保険医の生活と権利を守る東京保険医協会

10月からの消費税増税に抗議する

公開日 2019年10月10日

10月からの消費税増税に抗議する

経営税務部 担当副会長 吉田 章

 

 10月から消費税率が原則10%に上がった。周知の通り、医療は非課税とされており、医療機関は患者さんから消費税を受け取ることができないので、薬品や医療機器・材料を仕入れる際に支払う消費税を差し引くことができず、損税が発生している。その分を診療報酬に上乗せして補填する策がとられているが、不十分であることが次々と明らかになってきている。今年8月の新聞報道では、全国国立大学病院42カ所で、2014年から18年の5年間で発生した損税のうち補填不足額が969億円にも上るとのことである。

 外来の点数については、5%から8%に上がった際、初診料に12点、再診料に3点が上乗せされたのに対して8%から10%の今回は初診料6点、再診料1点と6種の医学管理(地域包括診療料1、+100点他)、在宅患者訪問診療料(診療料1 イ 同一建物居住者以外の場合、+55点他)が上乗せされた。前回の上乗せについては、後に、実は約90%しか補填されていないことが明らかになった。それと同じ水準を保つためであっても、3%増加時に初診料+12点、再診料+3点なのだから、2%増加時はその3分の2で+8点と+2点が必要なのだが、今回はそれぞれ+6点と+1点でしかないので補填率はさらに下がることになる。おそらく当局は医学管理、在宅医療の上乗せ分で埋め合わせられると主張するのであろうが、該当項目を算定している医療機関は一部に限られているので、該当しないその他多くの医療機関は確実に損税が拡大する。

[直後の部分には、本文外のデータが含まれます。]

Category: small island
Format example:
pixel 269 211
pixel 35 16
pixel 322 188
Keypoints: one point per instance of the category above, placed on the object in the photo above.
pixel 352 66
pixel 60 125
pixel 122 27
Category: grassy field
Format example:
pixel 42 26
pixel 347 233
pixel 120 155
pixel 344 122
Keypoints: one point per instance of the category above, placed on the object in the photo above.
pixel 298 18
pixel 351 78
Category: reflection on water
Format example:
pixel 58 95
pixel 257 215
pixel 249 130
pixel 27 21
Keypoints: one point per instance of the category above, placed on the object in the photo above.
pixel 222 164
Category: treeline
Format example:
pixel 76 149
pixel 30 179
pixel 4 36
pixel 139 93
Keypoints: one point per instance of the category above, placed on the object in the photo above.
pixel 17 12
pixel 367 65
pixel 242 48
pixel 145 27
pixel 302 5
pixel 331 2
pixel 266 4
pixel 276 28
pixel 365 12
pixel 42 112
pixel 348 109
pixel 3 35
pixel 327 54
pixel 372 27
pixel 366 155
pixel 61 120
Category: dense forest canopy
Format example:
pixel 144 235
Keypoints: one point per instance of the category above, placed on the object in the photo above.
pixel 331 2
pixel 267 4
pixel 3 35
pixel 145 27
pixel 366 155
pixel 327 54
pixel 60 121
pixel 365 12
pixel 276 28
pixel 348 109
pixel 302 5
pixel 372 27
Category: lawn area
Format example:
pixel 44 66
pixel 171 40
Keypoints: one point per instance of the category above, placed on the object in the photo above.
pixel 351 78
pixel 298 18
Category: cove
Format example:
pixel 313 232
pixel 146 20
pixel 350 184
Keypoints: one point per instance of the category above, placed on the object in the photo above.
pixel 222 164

 ある内科診療所では、一昨年度の補填率は約80%であるのに対し、10%の増税時は60%弱と試算されている(東京保険医新聞2019年5月5・15日合併号)。

 そもそも、医療機関によって、診療行為の種類、頻度、必要な器材は異なるため、診療報酬に対する損税の割合も異なるはずである。それが診療報酬数項目に一律に上乗せすることで補填されるはずが無いことは明白であるのだが、その大元にメスを入れず、従来と基本的に同じ方式を手直しした今回の補填策は、従来以上に損税を拡大すると考えられる。

 消費税は経済活動に負の影響を及ぼすとされ、今回の増税は現在悪化に向かいつつある日本経済に多大なダメージを与えることが懸念されている。医療機関に強いている損税という特殊な負担をさらに増大し、経営悪化を招きかねない消費税増税に対して断固抗議する。